Nuunoq (Per Ole Frederiksen)
The Pisuna Project, Attu, Greenland
Nuunoq is a small boat fisherman and receiver of the Nordic Council Nature and Environment Prize 2018 on behalf of the PISUNA-net Local Observations database in Greenland (PISUNA is a world leading project focussed on community based monitoring).
Chief Nang Jingwas (Russ Jones)
Hereditary Chief, Haida Nation, Canada
Chief Nang Jingwas has extensive knowledge of ocean management including integrated marine use plans, fisheries, marine protected areas and shipping. Hereditary Chief; Retired as Manager, Marine Planning Program, Council of the Haida Nation in 2017
Suteji Hugu
Regional Coordinator for East Asia, ICCA Consortium
Hugu is based in Pongso no Tao in Taiwan, and in 2000 co-founded the Cultural Taiwan Consortium, a national NGO that works towards an integrated national identity by seeking connectedness to the land and nature.

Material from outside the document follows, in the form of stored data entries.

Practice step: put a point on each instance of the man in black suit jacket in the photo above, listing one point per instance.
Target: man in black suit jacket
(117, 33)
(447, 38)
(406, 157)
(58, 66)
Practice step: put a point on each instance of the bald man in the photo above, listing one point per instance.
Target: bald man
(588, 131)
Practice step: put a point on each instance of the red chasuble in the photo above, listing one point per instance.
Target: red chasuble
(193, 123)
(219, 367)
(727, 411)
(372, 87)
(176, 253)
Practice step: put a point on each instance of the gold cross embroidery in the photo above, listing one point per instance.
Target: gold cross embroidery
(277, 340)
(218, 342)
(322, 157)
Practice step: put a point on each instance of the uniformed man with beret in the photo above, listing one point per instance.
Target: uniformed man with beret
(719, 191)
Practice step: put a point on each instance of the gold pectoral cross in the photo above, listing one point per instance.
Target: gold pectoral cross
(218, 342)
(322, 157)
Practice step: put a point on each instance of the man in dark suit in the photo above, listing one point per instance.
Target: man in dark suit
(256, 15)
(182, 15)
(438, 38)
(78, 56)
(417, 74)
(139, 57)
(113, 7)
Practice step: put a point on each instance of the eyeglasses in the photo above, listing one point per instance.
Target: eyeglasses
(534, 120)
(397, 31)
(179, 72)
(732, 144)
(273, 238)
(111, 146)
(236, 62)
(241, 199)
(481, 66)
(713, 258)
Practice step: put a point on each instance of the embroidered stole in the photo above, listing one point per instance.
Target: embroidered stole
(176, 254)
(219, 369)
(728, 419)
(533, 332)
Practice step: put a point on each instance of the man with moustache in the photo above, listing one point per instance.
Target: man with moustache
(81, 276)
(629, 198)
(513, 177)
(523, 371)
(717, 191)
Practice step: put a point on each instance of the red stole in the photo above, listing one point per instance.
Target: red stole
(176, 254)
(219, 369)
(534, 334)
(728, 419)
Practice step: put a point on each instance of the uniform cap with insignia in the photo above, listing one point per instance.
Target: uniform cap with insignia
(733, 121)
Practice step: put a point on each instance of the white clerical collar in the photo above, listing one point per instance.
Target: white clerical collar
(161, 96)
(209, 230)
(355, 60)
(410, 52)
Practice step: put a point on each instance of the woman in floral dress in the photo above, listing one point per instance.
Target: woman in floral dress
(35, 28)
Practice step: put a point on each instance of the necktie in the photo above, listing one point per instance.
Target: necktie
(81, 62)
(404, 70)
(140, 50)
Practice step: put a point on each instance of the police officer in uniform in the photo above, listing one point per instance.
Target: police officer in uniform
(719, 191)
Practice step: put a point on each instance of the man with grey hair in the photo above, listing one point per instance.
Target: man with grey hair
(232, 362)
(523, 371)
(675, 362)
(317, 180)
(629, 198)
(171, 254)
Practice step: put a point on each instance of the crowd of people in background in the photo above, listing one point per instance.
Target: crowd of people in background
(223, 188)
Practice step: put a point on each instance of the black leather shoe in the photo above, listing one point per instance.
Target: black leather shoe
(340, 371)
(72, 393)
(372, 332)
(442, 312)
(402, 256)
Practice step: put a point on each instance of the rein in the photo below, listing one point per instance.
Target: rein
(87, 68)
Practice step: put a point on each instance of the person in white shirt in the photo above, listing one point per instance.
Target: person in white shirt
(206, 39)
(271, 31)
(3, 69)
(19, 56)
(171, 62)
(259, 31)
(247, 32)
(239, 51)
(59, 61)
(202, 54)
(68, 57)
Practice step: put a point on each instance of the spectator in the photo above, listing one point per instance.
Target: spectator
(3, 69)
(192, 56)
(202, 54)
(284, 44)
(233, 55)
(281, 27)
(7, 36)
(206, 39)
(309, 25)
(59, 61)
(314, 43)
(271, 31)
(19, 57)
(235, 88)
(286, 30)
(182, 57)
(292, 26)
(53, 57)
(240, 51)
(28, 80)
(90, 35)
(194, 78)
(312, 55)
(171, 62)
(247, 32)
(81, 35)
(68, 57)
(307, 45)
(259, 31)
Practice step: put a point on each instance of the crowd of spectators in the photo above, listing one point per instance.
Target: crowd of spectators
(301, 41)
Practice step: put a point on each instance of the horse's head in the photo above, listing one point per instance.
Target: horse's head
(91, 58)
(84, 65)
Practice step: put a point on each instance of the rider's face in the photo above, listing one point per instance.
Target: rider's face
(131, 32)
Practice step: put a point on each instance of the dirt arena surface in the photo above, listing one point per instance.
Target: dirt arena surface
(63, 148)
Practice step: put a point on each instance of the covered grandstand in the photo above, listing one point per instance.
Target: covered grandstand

He assisted in launching the Taiwan Indigenous Conserved Territories Union (TICTU), which today federates 748 tribal communities. Hugu’s vision of restoring Indigenous territories is about tribal communities deeply embedded in their ecological habitats; indigenous rights fully implemented by traditional institutions; local knowledge and land ethics adaptively applied;
and collaborative livelihoods achieving common wellness for all living beings.
Grace Dom
Legal and Policy Consultant, with the Wildlife Conservation Society
Grace is a Legal and Policy Consultant, with the Wildlife Conservation Society. She has degrees from the University of Papua New Guinea and the Australian National University, and has worked for several organisations as a legal and policy consultant.
Kimberley Maxwell
University of Waikato, New Zealand
Kimberly delivers high quality science that supports sustainable fisheries and aquaculture outcomes for New Zealand. In particular, improving Maori cultural, social and economic well-being and caring for our aquatic environments through kaitiakitanga.
Dean Greeno
Riawunna Centre for Aboriginal Education / CMS, Australia
Dean was born on Flinders Island in 1967. Moving to Launceston in 1972, he continued to return to the island each year to go fishing with his Father and Grandfather, gaining a clear understanding of boat skills and first hand knowledge about life at sea that forms an important part of his family heritage. Greeno's arts practice centres primarily on sculpture. It draws heavily upon his Palwa Connections to culture and country, the journey of his people have been on through pre- and post-colonial times, and their future cultural path. An important aspect of this are the effects of climate change on cultural practice and relationships with colonists on this issue.